A nurse is educating a patient with benign prostatic hypertrophy who has been newly prescribed finasteride. What should the nurse include in the teaching? What should the nurse include in finasteride teaching?
- A. Decreased libido is an adverse effect of the medication.
- B. Avoid drinking grapefruit juice when taking this medication.
- C. PSA levels will increase while taking this medication.
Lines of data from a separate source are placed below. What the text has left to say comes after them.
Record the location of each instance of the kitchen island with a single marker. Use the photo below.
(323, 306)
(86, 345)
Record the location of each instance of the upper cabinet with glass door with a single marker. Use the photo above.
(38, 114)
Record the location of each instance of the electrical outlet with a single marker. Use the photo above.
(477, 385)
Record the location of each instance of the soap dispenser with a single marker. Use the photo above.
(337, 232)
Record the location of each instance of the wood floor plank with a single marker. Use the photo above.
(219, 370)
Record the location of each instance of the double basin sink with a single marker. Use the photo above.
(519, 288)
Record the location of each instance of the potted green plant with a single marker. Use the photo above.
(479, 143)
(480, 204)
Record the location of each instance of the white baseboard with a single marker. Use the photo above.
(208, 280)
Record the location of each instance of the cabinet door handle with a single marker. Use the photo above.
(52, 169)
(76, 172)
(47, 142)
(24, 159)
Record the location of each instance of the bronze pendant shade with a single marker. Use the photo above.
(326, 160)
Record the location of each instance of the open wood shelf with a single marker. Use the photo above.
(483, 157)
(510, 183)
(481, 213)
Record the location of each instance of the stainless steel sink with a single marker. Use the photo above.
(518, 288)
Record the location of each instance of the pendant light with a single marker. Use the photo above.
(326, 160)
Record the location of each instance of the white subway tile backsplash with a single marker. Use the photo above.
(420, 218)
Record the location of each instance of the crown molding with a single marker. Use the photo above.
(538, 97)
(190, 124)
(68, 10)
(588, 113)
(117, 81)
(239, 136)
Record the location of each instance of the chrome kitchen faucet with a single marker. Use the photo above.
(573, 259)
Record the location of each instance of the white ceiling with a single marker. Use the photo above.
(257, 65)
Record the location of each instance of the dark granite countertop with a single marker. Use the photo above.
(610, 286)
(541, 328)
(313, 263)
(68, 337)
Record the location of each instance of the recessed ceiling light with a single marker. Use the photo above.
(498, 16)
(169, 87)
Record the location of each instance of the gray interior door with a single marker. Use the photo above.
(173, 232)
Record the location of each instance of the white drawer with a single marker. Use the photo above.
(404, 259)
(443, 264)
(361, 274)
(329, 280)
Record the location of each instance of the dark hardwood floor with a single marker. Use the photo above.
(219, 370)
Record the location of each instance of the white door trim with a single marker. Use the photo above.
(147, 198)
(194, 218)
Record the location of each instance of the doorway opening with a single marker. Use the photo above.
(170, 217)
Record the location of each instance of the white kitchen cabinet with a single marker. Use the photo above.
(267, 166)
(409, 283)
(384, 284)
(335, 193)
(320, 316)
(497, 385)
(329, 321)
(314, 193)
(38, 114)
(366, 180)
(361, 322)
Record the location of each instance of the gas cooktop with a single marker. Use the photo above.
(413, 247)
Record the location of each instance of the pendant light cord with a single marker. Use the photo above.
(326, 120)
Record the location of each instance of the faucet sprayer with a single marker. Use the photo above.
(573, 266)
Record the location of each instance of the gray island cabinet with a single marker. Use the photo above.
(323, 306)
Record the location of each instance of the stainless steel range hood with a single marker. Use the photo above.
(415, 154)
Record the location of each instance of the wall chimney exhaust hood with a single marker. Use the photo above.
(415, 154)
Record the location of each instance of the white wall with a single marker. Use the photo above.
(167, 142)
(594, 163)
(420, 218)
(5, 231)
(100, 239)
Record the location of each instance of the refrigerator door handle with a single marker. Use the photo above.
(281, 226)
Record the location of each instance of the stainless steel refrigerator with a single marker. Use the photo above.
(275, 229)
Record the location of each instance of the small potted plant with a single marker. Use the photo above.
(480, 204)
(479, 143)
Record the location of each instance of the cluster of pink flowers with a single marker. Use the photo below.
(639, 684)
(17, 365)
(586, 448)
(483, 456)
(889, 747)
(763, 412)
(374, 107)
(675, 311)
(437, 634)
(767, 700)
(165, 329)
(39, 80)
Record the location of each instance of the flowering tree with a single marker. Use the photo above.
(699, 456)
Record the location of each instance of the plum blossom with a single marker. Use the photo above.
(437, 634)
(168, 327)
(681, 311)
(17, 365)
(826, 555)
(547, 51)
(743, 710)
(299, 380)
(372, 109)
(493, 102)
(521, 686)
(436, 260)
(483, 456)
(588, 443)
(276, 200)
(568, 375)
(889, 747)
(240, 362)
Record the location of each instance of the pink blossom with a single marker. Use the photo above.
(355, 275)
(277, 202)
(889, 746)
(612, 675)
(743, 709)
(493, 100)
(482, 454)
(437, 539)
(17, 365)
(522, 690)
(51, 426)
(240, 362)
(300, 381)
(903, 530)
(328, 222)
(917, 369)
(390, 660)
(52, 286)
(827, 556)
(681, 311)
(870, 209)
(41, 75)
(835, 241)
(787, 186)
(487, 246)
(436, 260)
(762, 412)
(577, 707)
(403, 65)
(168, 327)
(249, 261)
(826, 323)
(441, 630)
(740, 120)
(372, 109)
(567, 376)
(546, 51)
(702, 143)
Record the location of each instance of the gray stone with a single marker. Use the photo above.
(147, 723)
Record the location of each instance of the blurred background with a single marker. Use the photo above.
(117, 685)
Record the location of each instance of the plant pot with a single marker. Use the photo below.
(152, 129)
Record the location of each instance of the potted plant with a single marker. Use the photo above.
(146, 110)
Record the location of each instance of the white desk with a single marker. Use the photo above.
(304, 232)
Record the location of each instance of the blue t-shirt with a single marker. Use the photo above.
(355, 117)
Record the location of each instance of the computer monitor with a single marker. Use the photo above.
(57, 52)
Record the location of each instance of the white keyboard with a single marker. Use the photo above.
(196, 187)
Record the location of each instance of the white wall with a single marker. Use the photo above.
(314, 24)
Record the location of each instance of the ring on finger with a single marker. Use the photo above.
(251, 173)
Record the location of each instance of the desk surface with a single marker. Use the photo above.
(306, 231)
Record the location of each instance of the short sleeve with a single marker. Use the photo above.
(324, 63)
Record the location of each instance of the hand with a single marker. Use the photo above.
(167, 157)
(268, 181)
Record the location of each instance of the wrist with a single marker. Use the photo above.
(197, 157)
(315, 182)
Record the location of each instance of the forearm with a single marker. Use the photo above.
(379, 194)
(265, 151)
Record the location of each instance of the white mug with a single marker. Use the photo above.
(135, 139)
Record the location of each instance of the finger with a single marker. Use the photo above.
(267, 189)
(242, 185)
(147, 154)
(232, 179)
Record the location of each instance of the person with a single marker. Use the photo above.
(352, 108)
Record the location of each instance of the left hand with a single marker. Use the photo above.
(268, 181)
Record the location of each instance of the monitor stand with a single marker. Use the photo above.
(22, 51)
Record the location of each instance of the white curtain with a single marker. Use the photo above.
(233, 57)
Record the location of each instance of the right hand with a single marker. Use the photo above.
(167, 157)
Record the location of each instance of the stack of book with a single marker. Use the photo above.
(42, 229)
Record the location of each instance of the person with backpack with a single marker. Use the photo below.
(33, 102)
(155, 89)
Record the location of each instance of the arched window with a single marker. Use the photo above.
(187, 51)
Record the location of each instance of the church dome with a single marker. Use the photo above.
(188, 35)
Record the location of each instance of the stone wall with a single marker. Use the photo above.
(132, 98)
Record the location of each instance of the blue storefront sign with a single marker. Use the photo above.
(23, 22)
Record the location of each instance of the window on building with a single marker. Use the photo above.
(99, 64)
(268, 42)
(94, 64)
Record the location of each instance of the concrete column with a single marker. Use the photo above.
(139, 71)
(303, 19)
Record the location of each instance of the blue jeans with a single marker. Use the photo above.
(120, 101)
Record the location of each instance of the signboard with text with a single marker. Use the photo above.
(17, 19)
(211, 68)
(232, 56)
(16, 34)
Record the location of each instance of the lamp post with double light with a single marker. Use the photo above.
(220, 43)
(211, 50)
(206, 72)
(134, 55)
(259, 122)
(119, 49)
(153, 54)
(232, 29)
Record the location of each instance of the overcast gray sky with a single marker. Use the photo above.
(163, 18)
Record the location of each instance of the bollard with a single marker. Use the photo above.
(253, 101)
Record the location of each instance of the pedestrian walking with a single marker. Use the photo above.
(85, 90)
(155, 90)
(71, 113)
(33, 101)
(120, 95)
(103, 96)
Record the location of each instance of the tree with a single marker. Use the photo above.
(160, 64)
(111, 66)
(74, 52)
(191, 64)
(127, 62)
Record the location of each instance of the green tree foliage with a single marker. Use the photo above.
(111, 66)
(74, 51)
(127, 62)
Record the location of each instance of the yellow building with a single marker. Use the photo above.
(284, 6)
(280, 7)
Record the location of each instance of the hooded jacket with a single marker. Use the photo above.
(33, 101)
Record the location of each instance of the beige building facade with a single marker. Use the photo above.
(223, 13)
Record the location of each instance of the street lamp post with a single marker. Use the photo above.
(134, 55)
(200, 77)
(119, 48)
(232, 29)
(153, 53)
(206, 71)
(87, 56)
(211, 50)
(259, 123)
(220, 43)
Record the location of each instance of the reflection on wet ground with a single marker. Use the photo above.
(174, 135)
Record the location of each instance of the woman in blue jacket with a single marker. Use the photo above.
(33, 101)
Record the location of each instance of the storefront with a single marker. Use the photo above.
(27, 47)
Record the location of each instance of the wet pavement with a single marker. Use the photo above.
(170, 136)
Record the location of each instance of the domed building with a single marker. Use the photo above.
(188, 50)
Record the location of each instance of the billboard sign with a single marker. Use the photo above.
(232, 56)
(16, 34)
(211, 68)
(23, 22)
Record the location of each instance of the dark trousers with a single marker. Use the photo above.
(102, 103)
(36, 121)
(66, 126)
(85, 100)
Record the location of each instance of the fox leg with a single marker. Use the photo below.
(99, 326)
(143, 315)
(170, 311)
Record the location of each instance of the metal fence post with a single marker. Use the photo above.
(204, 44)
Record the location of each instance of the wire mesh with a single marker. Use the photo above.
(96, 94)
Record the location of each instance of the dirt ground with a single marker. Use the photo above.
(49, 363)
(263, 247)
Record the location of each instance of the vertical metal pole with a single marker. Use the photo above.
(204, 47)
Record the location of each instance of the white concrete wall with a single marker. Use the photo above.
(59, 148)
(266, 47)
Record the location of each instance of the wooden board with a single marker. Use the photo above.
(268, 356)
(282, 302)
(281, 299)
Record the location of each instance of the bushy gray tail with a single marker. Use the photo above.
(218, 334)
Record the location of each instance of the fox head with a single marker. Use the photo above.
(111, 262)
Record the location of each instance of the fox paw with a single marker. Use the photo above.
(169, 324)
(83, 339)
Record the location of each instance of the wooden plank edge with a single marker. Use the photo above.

- D. Expect to see a response from the medication within one week.
Correct Answer: A
Rationale: The correct answer is A: Decreased libido is an adverse effect of the medication. Finasteride is a 5-alpha reductase inhibitor commonly used to treat benign prostatic hypertrophy. One of the common side effects of finasteride is a decrease in libido due to its mechanism of action on hormone levels. This information is crucial for the patient to be aware of to monitor and report any changes in sexual function. Choice B is incorrect because grapefruit juice does not interact with finasteride. Choice C is incorrect as PSA levels typically decrease with finasteride treatment. Choice D is incorrect as it may take several months to see a response from the medication due to its mechanism of action on prostate size.
A nurse is providing discharge teaching for a patient who has a new prescription for warfarin. Which of the following instructions should the nurse include? What instructions should the nurse include for warfarin?
- A. Avoid foods high in vitamin K.
- B. Take the medication in the morning.
- C. Increase intake of vitamin C.
- D. Use a hard-bristled toothbrush.
Correct Answer: A
Rationale: The correct answer is A: "Avoid foods high in vitamin K." Warfarin is a blood thinner that works by decreasing the blood's ability to clot. Vitamin K can counteract the effects of warfarin, so patients should avoid consuming large amounts of foods high in vitamin K, such as leafy greens. This instruction is crucial to ensure the medication's effectiveness and prevent complications like blood clots. Taking warfarin in the morning (B) or increasing vitamin C intake (C) does not directly impact its effectiveness. Using a hard-bristled toothbrush (D) can increase the risk of bleeding gums but is not a primary concern with warfarin therapy.
A nurse is caring for a patient who has a new prescription for atorvastatin. Which of the following instructions should the nurse include? What instructions should the nurse include for atorvastatin?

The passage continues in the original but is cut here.